The statement was issued after Amazon was bombarded over the weekend with hundreds of complaints made by worldwide users who accused the company of discriminating against homosexuals.
In the official statement, Patty Smith, Amazon’s director of corporate communications, said that the incident had been misinterpreted and that the company prided itself on offering a complete selection, and promised to ensure immediate correction of the “error”.
“The issue was not limited to gay and lesbian themed titles. It impacted 57,310 books in a number of broad categories such as health, mind and body, reproductive and sexual medicine, and erotica,” she said.
Smith, however, did not explain the reason why books such as Playboy: The Complete Centrefolds, which includes hundreds of pictures of naked women, remained untouched, whereas, Annie Proulx’s legendary Brokeback Mountain was effected by the error.
Smith’s statement was issued only a short while after a self-declared hacker had claimed on his blog that he had caused the problem by manipulating Amazon’s online ranking system.
The hacker, who calls himself Weev and is based in the Middle East, claimed it only took him a few simple lines of code to cause the “moral outrage” on the web.
While Amazon blames the incident on “internal errors”, many angry customers and writers believe it is the result of Amazon’s decision to make the website more of a “family friendly” space backfired, lowering its sales to a great extent.

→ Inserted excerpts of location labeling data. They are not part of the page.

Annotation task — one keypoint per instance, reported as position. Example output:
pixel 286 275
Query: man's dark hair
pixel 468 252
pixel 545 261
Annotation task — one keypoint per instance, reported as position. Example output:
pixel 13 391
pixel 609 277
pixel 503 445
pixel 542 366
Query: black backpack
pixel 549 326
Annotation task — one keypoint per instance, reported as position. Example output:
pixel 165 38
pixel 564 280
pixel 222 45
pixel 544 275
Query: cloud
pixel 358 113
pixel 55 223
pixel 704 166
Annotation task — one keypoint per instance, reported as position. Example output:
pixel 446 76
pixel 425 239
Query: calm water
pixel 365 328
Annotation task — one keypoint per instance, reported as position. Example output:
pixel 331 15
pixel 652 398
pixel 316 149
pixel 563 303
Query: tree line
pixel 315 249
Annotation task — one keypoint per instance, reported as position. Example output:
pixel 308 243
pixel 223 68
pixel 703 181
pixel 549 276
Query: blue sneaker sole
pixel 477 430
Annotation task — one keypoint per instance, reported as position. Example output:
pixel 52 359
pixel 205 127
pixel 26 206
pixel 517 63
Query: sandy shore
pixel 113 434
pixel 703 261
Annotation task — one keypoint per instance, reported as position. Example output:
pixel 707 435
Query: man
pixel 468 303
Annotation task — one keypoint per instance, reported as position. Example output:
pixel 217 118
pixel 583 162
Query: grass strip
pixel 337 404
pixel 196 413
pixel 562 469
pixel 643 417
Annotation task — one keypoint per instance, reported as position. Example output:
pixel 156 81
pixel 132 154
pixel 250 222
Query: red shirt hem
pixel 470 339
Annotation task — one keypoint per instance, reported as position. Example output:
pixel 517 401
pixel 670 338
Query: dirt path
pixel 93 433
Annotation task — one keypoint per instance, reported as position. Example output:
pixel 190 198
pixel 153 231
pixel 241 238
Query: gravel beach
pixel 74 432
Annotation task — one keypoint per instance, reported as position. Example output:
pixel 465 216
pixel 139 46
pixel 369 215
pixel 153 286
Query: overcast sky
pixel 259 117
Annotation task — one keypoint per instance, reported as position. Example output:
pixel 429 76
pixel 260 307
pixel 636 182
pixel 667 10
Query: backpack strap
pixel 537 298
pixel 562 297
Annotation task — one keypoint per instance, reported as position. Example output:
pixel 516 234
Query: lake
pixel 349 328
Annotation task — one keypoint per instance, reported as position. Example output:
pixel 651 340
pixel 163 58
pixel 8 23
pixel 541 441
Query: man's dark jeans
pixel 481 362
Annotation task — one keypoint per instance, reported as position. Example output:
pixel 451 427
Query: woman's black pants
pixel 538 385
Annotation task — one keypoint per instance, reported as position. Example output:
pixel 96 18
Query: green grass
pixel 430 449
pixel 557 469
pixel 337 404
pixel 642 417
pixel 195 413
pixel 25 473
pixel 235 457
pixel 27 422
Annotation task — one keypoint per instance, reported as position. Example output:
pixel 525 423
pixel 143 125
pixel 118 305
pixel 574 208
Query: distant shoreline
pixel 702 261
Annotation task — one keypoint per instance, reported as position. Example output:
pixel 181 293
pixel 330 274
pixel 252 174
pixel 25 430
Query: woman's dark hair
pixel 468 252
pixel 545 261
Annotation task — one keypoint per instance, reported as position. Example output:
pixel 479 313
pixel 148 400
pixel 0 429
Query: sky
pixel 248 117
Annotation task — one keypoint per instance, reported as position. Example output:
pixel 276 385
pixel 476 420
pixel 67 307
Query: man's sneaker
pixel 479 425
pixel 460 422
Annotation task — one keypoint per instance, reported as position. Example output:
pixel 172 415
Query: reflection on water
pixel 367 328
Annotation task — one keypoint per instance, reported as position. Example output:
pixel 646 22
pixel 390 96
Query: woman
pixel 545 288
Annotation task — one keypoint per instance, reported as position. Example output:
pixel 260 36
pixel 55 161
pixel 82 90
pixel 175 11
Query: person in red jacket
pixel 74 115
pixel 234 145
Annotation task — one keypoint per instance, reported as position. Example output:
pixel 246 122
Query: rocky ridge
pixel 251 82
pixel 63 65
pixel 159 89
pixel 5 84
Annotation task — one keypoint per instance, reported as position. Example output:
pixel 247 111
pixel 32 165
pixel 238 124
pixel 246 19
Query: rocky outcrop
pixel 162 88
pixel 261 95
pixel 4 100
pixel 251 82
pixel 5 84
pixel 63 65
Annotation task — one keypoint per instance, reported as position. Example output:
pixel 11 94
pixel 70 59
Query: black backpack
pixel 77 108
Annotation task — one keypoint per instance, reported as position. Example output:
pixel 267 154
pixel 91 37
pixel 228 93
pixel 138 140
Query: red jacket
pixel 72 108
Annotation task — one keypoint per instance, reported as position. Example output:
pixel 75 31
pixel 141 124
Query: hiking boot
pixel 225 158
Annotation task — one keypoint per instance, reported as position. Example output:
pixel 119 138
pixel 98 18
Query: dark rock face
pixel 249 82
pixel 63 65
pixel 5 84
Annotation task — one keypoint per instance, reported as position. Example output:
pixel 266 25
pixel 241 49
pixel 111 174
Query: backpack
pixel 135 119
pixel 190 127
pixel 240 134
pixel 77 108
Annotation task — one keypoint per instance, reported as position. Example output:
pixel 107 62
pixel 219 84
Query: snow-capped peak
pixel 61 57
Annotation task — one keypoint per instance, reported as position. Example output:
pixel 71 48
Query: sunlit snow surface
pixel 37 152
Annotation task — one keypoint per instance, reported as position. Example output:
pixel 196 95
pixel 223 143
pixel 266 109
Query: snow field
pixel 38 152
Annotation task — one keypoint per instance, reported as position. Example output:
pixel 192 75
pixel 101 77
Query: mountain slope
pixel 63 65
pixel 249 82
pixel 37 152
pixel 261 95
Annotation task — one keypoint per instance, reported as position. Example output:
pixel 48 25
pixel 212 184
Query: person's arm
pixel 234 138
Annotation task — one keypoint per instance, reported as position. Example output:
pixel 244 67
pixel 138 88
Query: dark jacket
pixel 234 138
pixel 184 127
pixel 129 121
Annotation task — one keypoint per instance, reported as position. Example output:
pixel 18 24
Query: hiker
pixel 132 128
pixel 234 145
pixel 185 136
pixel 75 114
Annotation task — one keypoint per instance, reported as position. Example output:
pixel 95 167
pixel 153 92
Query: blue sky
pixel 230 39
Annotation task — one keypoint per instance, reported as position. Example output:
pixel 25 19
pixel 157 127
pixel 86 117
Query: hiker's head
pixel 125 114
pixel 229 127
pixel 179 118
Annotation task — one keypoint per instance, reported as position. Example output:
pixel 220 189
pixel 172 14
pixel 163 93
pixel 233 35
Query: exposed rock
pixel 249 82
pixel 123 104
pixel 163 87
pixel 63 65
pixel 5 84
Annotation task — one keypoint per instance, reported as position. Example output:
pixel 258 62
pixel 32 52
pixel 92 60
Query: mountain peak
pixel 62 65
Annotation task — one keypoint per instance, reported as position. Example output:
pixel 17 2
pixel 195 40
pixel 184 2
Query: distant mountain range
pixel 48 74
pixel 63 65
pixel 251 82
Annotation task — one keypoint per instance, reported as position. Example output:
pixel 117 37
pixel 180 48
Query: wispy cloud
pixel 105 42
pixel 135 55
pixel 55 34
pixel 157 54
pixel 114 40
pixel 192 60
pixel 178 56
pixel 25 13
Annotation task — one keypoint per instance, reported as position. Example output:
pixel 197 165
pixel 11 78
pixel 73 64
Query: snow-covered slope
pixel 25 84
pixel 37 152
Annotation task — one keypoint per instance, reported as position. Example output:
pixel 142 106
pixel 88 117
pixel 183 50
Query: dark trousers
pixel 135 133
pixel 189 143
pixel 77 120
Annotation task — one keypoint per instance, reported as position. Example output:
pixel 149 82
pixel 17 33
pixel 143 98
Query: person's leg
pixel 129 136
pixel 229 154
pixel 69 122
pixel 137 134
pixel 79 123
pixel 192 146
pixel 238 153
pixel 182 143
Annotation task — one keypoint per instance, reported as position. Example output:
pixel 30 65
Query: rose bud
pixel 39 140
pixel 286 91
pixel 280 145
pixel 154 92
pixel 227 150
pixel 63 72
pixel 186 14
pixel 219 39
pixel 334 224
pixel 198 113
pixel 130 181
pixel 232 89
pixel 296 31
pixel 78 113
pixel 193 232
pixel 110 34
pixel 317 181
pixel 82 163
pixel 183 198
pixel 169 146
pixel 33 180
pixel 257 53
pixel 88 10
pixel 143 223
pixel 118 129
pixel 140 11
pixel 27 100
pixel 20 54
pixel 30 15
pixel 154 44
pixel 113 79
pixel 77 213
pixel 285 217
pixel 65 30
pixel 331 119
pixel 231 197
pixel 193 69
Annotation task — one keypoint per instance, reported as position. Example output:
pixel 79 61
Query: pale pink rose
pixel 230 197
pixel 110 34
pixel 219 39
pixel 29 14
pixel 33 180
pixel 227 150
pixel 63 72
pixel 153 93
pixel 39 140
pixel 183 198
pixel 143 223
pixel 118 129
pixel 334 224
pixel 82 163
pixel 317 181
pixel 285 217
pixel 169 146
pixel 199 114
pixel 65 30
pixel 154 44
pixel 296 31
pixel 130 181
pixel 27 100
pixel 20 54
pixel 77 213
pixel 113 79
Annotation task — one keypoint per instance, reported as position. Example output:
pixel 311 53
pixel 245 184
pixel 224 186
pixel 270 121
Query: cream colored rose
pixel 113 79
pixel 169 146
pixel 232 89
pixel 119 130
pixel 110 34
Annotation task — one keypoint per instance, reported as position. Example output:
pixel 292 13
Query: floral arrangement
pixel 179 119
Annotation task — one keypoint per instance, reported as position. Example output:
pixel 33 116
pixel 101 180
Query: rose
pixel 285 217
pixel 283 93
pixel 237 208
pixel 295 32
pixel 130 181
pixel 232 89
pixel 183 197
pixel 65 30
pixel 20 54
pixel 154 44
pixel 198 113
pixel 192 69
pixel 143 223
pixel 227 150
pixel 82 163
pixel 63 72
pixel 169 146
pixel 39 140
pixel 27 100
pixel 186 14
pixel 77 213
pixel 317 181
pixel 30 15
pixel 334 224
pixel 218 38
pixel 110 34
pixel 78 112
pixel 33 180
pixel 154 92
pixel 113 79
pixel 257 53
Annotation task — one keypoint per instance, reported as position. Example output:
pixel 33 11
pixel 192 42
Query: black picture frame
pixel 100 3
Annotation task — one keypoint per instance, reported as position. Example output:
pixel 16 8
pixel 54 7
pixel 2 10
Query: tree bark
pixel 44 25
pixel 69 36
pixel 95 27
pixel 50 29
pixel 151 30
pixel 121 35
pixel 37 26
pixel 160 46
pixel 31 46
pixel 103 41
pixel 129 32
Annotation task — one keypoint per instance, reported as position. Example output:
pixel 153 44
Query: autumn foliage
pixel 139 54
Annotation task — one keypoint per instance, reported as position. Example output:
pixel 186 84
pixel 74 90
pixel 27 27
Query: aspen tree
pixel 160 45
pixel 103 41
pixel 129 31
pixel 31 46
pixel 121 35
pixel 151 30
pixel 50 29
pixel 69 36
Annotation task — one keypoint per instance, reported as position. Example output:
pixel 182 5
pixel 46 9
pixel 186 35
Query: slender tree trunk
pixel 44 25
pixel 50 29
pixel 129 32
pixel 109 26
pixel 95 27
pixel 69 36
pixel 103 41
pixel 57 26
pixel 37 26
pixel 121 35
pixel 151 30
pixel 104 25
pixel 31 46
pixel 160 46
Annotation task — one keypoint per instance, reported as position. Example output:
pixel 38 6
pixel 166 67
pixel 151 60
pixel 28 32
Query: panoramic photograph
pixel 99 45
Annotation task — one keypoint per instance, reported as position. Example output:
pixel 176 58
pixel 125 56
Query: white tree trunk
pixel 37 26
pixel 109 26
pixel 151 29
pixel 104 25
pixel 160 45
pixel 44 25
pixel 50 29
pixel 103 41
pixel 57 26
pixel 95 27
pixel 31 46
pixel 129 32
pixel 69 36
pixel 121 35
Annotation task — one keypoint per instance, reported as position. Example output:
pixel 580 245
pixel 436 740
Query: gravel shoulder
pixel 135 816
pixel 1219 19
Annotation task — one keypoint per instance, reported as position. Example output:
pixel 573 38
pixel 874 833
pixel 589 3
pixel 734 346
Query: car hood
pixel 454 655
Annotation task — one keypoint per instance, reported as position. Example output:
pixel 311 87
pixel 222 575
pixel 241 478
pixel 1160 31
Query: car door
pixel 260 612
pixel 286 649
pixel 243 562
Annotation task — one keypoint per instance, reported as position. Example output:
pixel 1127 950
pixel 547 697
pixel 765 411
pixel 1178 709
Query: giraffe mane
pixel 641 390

Gore Vidal, the gay American novelist whose masterpiece The City and the Pillar was among the unranked titles, said on Monday: “What kind of a childish game is this? Why don't they just burn the books? They’d be better off and it's very visual on television.”
Most of the delisted book titles have so far been added back to Amazon’s ranking list, and the restoration process is expected to continue.
“We intend to implement new measures to make this kind of accident less likely to occur in the future,” Smith said.